Fast.BI DBT Runner

A comprehensive Python library for managing DBT (Data Build Tool) DAGs within the Fast.BI data development platform. This package provides multiple execution operators optimized for different cost-performance trade-offs, from low-cost slow execution to high-cost fast execution.

🚀 Overview

Fast.BI DBT Runner is part of the Fast.BI Data Development Platform, designed to provide flexible and scalable DBT workload execution across various infrastructure options.

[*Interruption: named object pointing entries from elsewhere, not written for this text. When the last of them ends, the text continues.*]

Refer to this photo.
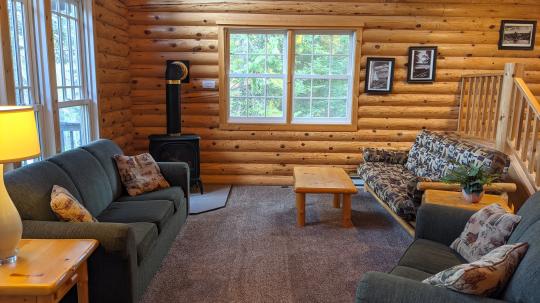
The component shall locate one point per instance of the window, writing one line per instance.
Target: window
(49, 68)
(295, 78)
(73, 100)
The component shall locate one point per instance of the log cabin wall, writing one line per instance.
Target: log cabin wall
(112, 71)
(465, 32)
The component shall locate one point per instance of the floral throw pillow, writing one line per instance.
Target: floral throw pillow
(486, 230)
(484, 277)
(67, 208)
(140, 174)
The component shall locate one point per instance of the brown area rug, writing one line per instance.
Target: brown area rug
(252, 251)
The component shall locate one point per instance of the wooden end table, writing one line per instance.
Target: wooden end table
(455, 199)
(46, 270)
(323, 180)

The package offers four distinct operator types, each optimized for specific use cases and requirements.

🎯 Key Features

Multiple Execution Operators: Choose from K8S, Bash, API, or GKE operators
Cost-Performance Optimization: Scale from low-cost to high-performance execution
Airflow Integration: Seamless integration with Apache Airflow workflows
Manifest Parsing: Intelligent DBT manifest parsing for dynamic DAG generation
Airbyte Integration: Built-in support for Airbyte task group building
Flexible Configuration: Extensive configuration options for various deployment scenarios

📦 Installation

Basic Installation (Core Package)

pip install fast-bi-dbt-runner

With Airflow Integration

pip install fast-bi-dbt-runner[airflow]

With Development Tools

pip install fast-bi-dbt-runner[dev]

With Documentation Tools

pip install fast-bi-dbt-runner[docs]

Complete Installation

pip install fast-bi-dbt-runner[airflow,dev,docs]

🏗️ Architecture

Operator Types

The package provides four different operators for running DBT transformation pipelines:

1. K8S (Kubernetes) Operator - Default Choice

Best for: Cost optimization, daily/nightly jobs, high concurrency
Characteristics: Creates dedicated Kubernetes pods per task
Trade-offs: Most cost-effective but slower execution speed
Use cases: Daily ETL pipelines, projects with less frequent runs

2. Bash Operator

Best for: Balanced cost-speed ratio, medium-sized projects
Characteristics: Runs within Airflow worker resources
Trade-offs: Faster than K8S but limited by worker capacity
Use cases: Medium-sized projects, workflows requiring faster execution

3. API Operator

Best for: High performance, time-sensitive workflows
Characteristics: Dedicated machine per project, always-on resources
Trade-offs: Fastest execution but highest cost
Use cases: Large-scale projects, real-time analytics, high-frequency execution

4. GKE Operator

Best for: Complete isolation, external client workloads
Characteristics: Creates dedicated GKE clusters
Trade-offs: Full isolation but higher operational complexity
Use cases: External client workloads, isolated environment requirements

🚀 Quick Start

Basic Usage

from fast_bi_dbt_runner import DbtManifestParserK8sOperator

# Create a K8S operator instance
operator = DbtManifestParserK8SOperator(
    task_id='run_dbt_models',
    project_id='my-gcp-project',
    dbt_project_name='my_analytics',
    operator='k8s'
)

# Execute DBT models
operator.execute(context)

Configuration Example

# K8S Operator Configuration
k8s_config = {
    'PLATFORM': 'Airflow',
    'OPERATOR': 'k8s',
    'PROJECT_ID': 'my-gcp-project',
    'DBT_PROJECT_NAME': 'my_analytics',
    'DAG_SCHEDULE_INTERVAL': '@daily',
    'DATA_QUALITY': 'True',
    'DBT_SOURCE': 'True'
}

# API Operator Configuration
api_config = {
    'PLATFORM': 'Airflow',
    'OPERATOR': 'api',
    'PROJECT_ID': 'my-gcp-project',
    'DBT_PROJECT_NAME': 'realtime_analytics',
    'DAG_SCHEDULE_INTERVAL': '*/15 * * * *',
    'MODEL_DEBUG_LOG': 'True'
}

📚 Documentation

For detailed documentation, visit our Fast.BI Platform Documentation.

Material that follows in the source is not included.